Tezin Yürütüldüğü Kurum: Gazi Üniversitesi, Tıp Fakültesi, Türkiye

Tezin Onay Tarihi: 2013

Öğrenci: MUHAMMED FATİH KARAKAYA

Danışman: ABDULLAH MÜNCİ YAĞCI

Özet:

Mültipl myelom tüm kanserlerin %1'ini ve hematolojik kanserlerin %10'unu oluşturur. Plazma hücrelerinin kontrolsuz çoğalması doğrudan, M protein ve sitokinler aracılığı ile doku ve organlarda hasara neden olur. Hafif zincir myelomu ve oligosekratuar MM tanısında ön plana çıkan serum SHZ ölçümü yönteminin tanı anında prognostik bir gösterge olacağına ilişkin yıllar içinde birçok çalışma yapılmıştır. Gazi Üniversitesi Tıp Fakültesi Erişkin Hematoloji Bilim Dalında izlenen, çalışmaya uygun yeni tanı 83 MM hastanın; - Tanı anı SHZ oranları - İlk sıra tedavinin 2. küründen sonra SHZ oranları kaydedildi.
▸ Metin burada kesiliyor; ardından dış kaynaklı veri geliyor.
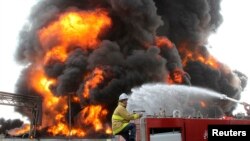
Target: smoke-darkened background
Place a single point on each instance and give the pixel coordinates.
(94, 50)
Serbest hafif zincir oranı normal aralığı 0,26-1,65 olarak kabul edildi ve hastalar buna göre 2 kürden sonra SHZ oranları düzelen (n=32) ve düzelmeyen olarak gruplandırıldı. Ortanca 25 aylık izlemde (4-79,5 ay) erken yanıtın TSK üzerine etkisi araştırıldı. İlk sıra tedavinin 2. küründen sonra SHZ oranları düzelen hastalarda mevcut tedaviye yanıt alınabilme olasılığı düzelmeyen hastalara göre daha yüksek bulunmuştur (%83?e %50) (p=0,01). Yine ilk sıra tedavinin 2. küründen sonra SHZ oranları düzelen hastalarda tedavi bitiminde tam yanıt elde edilme şansının düzelmeyen hastalara göre daha yüksek olduğu saptanmıştır (%38?e %5) (p<0,01). Serbest hafif zincir oranı düzelen grubun 5 yıllık sağkalım olasılığı %96,2 iken düzelmeyen grubun %68,5 olarak hesaplanmıştır. Tedavinin erken döneminde SHZ oranının düzelmesinin TSK üzerine anlamlı etkisinin hem tek değişkenli hem de çok değişkenli analizde sürdüğü görülmüştür (p=0,048 ve p=0,08). Mevcut veriler; Tedavinin erken döneminde SHZ oranlarının değerlendirilmesinin yüksek riskli hastaların saptanmasına ve sağkalım üzerinde öngörüde bulunabilmeye yardımcı olabileceği, SHZ oranlarının sadece tanı anında değil tedavi yanıtının dinamik izleminde ve prognozun belirlenmesinde önemi olabileceği sonuçlarına varılmıştır.